# gibson j 29



## jimmy c g (Jan 1, 2008)

I snagged a j 29 last year (nos 2014) and find it super easy to play and love the rosewood, the price was unreal.Im wondering if others here have one and how you like it? Is it a rosewood j45 in disguise? Interested in your experiences Jim


----------



## wayne_h (Oct 28, 2009)

I recently acquired a HP 415 CEX which looks to be a similar model. Agree with your comments. I wanted it mainly for the shorter scale, very happy with it.


----------



## Steadfastly (Nov 14, 2008)

They are two different guitars. Here are a few opinions for your perusal.
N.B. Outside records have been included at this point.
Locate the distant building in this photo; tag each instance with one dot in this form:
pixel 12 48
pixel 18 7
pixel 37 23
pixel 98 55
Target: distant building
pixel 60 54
Need help deciding, J29 or J45 - The Acoustic Guitar Forum


----------



## jimmy c g (Jan 1, 2008)

thanks for the link,, was wondering if any other canucks had one and how they liked it cheers j


----------



## Morkolo (Dec 9, 2010)

A salesman put one in my hands a couple of years ago when I was looking for a new D28 and it was nice. I preferred the J45 Custom (rosewood) hanging alongside of it though, the 29 seemed brighter and had what I thought was a really tight top. My Advanced Jumbo was the same way when it was brand new but with a bit of playing it's opened up nicely. Maybe it's the forward shifted bracing versus the standard bracing on the Custom that makes the difference, I don't know for sure. I wouldn't turn down either one at the right price.


----------